Milan odkuł się po remisie z Udinese i w starciu z Hellasem Verona sięgnął po trzy punkty. Przewaga nad Juve znów jest bezpieczna.
Donnarumma zachował czyste konto. (fot. Reuters)
Dwie porażki i remis na przestrzeni minionych czterech kolejek sprawiły, że Rossoneri zaczęli oddalać się od pierwszego miejsca w tabeli.

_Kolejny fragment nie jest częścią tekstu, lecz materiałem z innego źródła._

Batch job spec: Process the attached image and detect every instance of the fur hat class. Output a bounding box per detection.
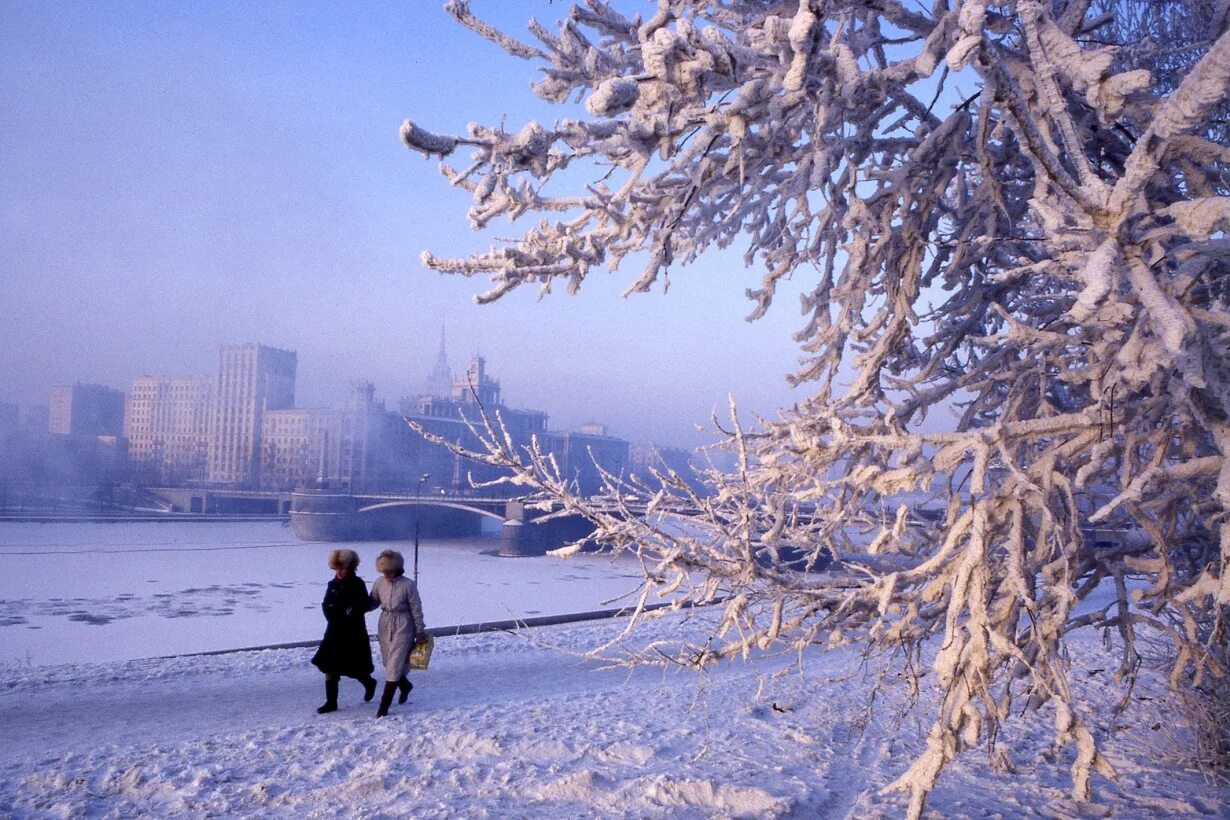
[328,549,360,572]
[375,549,405,576]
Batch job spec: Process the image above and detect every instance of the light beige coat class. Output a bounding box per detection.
[369,575,426,680]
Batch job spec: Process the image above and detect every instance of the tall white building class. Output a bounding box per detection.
[124,375,212,483]
[207,344,296,486]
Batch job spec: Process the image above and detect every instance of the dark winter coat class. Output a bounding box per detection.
[310,573,375,679]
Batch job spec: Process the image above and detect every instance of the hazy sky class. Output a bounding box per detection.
[1,1,809,448]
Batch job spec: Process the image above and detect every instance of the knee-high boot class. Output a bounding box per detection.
[317,677,339,714]
[360,675,378,703]
[375,681,398,717]
[397,675,413,704]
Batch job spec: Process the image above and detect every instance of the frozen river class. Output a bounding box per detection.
[0,521,644,667]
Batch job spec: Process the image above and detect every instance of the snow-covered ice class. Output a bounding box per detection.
[0,522,643,666]
[0,523,1225,817]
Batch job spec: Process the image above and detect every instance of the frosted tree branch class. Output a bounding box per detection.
[402,1,1230,816]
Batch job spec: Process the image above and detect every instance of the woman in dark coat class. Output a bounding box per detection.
[311,548,377,713]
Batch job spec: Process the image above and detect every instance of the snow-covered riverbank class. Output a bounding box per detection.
[0,522,1223,816]
[0,609,1223,818]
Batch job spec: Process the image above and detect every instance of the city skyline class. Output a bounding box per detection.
[5,338,681,499]
[1,1,809,449]
[27,330,661,446]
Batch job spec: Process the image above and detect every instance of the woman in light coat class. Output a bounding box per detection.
[368,549,427,717]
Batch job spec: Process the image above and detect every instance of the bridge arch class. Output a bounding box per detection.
[355,499,507,522]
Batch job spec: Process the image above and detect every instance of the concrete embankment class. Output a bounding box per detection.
[167,599,712,659]
[0,512,288,524]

Uważniej niż w górę, musieli zacząć spoglądać w dół. Na goniących ich Juventus, Romę oraz Atalantę. Wszystko to bez Zlatana Ibrahimovicia, który leczy uraz i w najbliższej przyszłości nie pojawi się na murawie.
Dziś obecność Szweda nie była jednak potrzebna. Sprawy w swoje nogi wzięli Rade Krunić, który w 27. minucie otworzył wynik meczu, oraz Diogo Dalot, który w 50. minucie rezultat potyczki zamknął.

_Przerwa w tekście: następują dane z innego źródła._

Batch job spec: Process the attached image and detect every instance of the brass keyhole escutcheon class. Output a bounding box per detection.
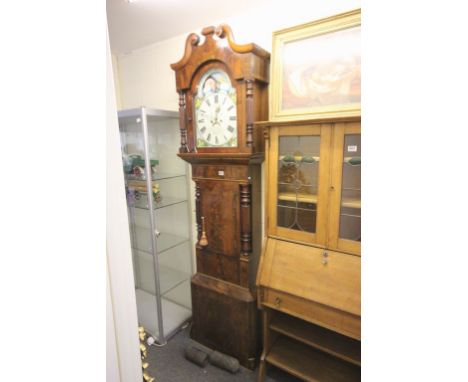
[322,251,328,265]
[274,297,282,307]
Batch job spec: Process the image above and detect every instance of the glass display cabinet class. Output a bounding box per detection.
[257,118,361,382]
[118,107,194,345]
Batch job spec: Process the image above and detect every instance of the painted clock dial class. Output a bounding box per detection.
[194,69,237,148]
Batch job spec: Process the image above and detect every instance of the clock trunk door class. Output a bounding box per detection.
[197,180,240,257]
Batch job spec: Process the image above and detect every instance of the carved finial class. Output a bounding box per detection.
[201,26,216,36]
[171,24,269,73]
[214,24,228,38]
[170,32,201,70]
[215,24,269,57]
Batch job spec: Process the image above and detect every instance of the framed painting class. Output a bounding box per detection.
[270,9,361,121]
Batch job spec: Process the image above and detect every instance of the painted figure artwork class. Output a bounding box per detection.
[281,26,361,111]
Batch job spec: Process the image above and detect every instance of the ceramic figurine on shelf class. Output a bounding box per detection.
[126,182,162,205]
[152,184,162,204]
[122,153,160,180]
[132,165,145,179]
[126,188,141,204]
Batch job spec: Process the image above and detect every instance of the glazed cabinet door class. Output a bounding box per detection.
[328,122,361,255]
[268,125,331,246]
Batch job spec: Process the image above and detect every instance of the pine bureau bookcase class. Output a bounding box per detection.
[256,117,361,382]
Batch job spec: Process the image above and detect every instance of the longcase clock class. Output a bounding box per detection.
[171,25,269,369]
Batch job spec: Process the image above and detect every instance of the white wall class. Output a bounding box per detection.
[111,53,123,110]
[107,32,143,382]
[115,0,360,110]
[107,262,121,382]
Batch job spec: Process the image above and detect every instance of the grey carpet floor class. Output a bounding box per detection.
[145,325,302,382]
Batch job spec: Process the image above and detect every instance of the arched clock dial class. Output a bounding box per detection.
[194,69,238,148]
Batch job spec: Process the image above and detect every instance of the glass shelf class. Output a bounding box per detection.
[278,155,320,162]
[129,196,188,210]
[131,226,189,255]
[135,288,192,340]
[341,197,361,209]
[126,172,186,181]
[134,252,191,295]
[278,192,360,209]
[279,191,317,204]
[159,265,191,296]
[278,182,317,188]
[343,156,361,166]
[341,212,361,218]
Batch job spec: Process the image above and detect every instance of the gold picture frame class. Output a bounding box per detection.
[270,9,361,121]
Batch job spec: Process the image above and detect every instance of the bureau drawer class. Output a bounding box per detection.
[262,288,361,340]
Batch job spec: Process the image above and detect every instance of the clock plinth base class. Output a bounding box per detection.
[190,273,259,370]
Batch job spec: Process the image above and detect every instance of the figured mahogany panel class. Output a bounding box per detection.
[196,248,239,284]
[197,179,240,257]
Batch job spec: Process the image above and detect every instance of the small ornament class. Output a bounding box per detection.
[138,326,155,381]
[133,166,145,179]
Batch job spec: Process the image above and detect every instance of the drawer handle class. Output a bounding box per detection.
[274,297,282,308]
[322,251,328,265]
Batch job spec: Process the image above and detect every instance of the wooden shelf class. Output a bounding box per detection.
[266,336,360,382]
[270,313,360,366]
[278,192,360,209]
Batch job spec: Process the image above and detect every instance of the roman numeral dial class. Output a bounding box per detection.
[195,91,237,148]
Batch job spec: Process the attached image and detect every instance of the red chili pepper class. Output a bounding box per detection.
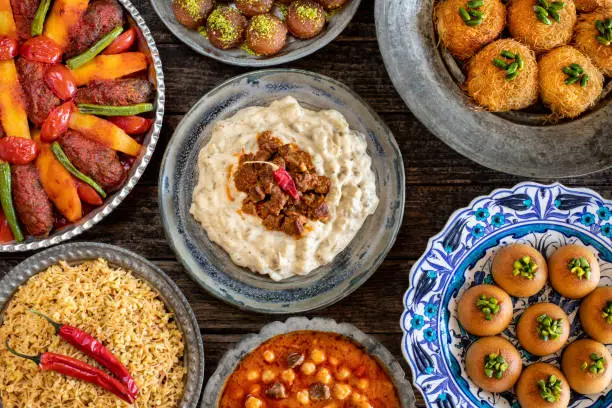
[107,115,153,135]
[5,340,135,404]
[44,65,77,101]
[40,101,74,143]
[76,182,103,206]
[273,167,300,201]
[20,36,62,64]
[0,211,14,243]
[0,37,19,61]
[102,27,137,55]
[0,137,40,164]
[30,310,138,398]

Gospodarze nie zrobili wiele, by utrudnić rywalom marsz ku trzem punktom. W całym spotkaniu oddali tylko jeden celny strzał. Gianluigi Donnarumma nie dał się zaskoczyć.
Cały mecz na ławce rezerwowych spędził Paweł Dawidowicz. Jego drużyna zajmuje ósme miejsce w tabeli Serie A. Milan nadal jest drugi. Do Interu, który rozegrał jedno spotkanie mniej, traci trzy punkty.